Another neglected water source can be found right below our feet. The world’s soils can hold eight times more water than all rivers combined, yet agricultural practices deplete soils, causing that critical water reservoir to shrink. But this can be fixed by rebuilding soil health. By eliminating tillage and planting cover crops, farmers can build the soil’s carbon content and enable it to store more water. Even a one percentage-point increase in soil organic carbon can increase water-holding capacity by some 18,000 gallons per acre. Yet farmers plant cover crops on less than 3% of US farmland and practice conservation agriculture on only about seven percent of cropland worldwide.

Scaling up those practices could slow climate change by keeping more carbon in the soil, while curbing the nitrogen and phosphorus pollution that fuels algal growth and the creation of low-oxygen “dead zones” in lakes and estuaries around the world. Even a modest shift in taxpayer-funded farm subsidies could help spread these practices.

Perhaps the most visible sign of our broken water cycle is when rivers, diverted for agriculture, simply dry up. But here, too, innovative collaborations are getting rivers flowing again. In the Verde Valley of Arizona, conservationists and farmers have partnered to modernize nineteenth-century ditch systems, testing new approaches that enable irrigators to take only the water they need while leaving the rest for the river. In places, the Verde—a lifeline for birds and wildlife in the American Southwest—now has twice the summertime flow it had before.

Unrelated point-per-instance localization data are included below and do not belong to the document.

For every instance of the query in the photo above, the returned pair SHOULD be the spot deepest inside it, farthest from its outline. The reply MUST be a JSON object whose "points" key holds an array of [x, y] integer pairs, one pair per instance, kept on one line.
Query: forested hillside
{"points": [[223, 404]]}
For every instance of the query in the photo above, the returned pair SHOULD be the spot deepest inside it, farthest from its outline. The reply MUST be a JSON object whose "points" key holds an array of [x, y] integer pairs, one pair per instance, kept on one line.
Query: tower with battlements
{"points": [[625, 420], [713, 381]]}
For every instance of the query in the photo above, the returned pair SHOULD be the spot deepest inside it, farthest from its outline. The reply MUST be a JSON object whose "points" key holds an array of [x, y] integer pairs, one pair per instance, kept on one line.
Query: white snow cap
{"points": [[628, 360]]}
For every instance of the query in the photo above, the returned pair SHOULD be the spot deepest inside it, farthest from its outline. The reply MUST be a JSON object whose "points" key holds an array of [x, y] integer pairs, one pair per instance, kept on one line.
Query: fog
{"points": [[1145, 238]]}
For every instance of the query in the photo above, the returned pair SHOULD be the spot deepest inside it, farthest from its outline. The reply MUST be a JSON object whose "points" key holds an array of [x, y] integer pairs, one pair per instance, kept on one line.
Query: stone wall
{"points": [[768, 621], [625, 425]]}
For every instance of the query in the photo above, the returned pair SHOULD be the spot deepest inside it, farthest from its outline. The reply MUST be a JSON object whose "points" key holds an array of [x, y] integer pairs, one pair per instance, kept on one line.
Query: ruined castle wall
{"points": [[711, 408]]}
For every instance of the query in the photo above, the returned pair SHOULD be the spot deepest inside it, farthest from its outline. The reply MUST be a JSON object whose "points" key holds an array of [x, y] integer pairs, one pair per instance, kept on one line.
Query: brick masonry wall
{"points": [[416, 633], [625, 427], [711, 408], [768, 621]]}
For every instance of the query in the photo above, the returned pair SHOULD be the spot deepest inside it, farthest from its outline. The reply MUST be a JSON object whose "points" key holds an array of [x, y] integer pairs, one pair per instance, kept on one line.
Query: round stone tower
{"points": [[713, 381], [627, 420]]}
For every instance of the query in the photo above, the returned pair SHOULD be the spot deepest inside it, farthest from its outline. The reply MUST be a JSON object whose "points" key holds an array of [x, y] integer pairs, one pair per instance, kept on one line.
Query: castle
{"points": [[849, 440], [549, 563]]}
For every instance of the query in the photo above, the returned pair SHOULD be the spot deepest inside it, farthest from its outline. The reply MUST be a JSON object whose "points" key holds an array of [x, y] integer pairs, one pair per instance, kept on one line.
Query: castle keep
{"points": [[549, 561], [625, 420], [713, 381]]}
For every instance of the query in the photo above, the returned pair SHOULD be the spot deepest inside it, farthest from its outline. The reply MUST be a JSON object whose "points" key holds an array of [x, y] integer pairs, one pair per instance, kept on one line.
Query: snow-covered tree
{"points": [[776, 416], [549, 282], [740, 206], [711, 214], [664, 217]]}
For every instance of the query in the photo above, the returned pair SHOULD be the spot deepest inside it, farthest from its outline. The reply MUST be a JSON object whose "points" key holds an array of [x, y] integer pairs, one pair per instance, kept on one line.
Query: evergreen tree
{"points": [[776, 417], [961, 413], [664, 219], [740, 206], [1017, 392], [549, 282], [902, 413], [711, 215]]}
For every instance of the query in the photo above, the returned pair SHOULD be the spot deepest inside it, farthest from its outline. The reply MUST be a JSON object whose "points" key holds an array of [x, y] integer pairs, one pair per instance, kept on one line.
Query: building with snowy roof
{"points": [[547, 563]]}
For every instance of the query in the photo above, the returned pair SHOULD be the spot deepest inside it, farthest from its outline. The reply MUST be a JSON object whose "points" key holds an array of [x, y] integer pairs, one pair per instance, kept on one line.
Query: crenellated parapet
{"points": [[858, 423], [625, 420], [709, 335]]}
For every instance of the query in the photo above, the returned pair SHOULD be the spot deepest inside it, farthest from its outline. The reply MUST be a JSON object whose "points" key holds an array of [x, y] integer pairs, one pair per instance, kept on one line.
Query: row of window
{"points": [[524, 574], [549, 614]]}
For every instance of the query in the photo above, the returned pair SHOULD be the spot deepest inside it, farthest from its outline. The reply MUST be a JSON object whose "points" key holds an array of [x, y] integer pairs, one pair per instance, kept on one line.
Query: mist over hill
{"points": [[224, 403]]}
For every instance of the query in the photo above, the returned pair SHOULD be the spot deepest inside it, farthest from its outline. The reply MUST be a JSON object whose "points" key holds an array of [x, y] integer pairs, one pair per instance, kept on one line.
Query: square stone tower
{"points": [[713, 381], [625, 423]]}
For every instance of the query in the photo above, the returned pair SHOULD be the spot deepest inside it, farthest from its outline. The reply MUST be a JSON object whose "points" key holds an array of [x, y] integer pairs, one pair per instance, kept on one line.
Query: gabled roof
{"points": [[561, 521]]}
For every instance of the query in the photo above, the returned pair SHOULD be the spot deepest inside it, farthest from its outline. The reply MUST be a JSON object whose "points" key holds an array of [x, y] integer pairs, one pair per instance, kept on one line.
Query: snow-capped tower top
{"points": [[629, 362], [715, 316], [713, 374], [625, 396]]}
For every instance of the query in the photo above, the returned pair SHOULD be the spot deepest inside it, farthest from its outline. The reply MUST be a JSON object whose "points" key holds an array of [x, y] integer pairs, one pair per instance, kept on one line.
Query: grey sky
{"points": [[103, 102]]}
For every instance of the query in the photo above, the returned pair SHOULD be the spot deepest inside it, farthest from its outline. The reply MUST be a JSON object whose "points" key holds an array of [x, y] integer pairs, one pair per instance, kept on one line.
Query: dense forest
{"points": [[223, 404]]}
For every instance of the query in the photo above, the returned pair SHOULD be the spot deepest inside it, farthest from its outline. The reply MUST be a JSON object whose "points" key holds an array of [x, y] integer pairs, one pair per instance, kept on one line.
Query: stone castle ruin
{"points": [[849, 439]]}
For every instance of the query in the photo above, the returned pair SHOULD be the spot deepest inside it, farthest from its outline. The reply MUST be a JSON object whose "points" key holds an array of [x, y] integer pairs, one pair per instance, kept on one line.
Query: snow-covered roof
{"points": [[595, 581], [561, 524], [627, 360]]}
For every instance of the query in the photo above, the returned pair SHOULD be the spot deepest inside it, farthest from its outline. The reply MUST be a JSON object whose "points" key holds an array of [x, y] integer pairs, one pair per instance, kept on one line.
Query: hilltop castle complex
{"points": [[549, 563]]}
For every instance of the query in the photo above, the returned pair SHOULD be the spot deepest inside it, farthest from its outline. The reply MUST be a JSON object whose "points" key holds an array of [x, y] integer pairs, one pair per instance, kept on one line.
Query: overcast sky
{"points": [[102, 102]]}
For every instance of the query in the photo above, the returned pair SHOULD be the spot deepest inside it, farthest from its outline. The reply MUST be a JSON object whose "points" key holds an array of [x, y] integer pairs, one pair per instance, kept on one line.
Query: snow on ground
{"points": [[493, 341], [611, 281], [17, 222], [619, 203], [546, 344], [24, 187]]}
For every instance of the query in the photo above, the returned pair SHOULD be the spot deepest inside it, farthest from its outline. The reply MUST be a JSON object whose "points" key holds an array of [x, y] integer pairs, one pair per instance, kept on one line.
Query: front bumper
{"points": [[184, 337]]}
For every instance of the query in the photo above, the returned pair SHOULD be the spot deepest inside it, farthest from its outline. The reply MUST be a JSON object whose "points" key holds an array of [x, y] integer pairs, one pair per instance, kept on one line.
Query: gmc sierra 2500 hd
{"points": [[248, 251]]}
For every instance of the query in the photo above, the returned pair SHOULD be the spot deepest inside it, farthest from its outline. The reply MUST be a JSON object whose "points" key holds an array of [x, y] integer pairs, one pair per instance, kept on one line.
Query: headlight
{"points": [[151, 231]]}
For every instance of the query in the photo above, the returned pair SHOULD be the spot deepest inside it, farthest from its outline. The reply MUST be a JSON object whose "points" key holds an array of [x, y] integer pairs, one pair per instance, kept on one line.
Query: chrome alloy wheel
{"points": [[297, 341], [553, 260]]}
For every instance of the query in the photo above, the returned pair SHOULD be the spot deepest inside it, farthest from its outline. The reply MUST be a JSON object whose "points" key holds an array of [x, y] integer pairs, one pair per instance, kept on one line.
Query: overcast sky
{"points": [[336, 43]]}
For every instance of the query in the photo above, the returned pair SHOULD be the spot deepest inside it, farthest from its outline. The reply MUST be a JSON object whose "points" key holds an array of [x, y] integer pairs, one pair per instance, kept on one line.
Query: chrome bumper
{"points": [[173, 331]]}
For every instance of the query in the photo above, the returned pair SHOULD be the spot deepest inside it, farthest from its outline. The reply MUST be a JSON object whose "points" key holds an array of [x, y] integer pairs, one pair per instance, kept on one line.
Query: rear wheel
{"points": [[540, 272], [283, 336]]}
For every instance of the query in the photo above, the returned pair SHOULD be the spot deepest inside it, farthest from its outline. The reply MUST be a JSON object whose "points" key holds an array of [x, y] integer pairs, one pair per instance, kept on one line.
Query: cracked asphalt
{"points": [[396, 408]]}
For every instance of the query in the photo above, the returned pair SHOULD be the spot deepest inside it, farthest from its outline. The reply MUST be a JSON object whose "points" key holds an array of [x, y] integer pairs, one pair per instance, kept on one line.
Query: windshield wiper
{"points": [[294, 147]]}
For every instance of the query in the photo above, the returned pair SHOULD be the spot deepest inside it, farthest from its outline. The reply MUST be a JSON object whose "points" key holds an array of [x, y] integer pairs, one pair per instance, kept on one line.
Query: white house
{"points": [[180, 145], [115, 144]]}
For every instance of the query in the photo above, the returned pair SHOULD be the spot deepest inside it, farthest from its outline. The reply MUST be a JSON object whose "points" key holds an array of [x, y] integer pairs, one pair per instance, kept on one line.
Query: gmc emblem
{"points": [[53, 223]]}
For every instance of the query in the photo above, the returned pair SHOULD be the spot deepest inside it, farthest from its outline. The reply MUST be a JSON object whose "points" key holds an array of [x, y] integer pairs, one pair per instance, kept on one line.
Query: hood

The benefits of such smarter water management ripple out: farmers get an upgraded irrigation system; birds and wildlife get critical habitat; residents and visitors get more boating and recreational opportunities; and local businesses get more revenue. This is good business as well as good stewardship: In the Colorado River Basin, of which the Verde is a part, economic activity that generates some $25.6 billion a year depends on water staying in rivers rather than taking it out of them.

We can choose to fix our broken water cycle. To be sure, it will take more investment, incentives, and shifts in policy to transform our relationship with water from one of command-and-control to a working partnership. But the payoffs will be big and enduring, as this style of water management restores rather than degrades the natural world.

If the 20th century was the age of dams, diversions and depletion, the 21st can be the age of replenishment, the time when we apply our ingenuity to living in balance with nature and building resilience to the climatic changes under way. In so doing, we might avoid the fate of the Sumerians and Hohokam—and leave a healthy water cycle for future generations.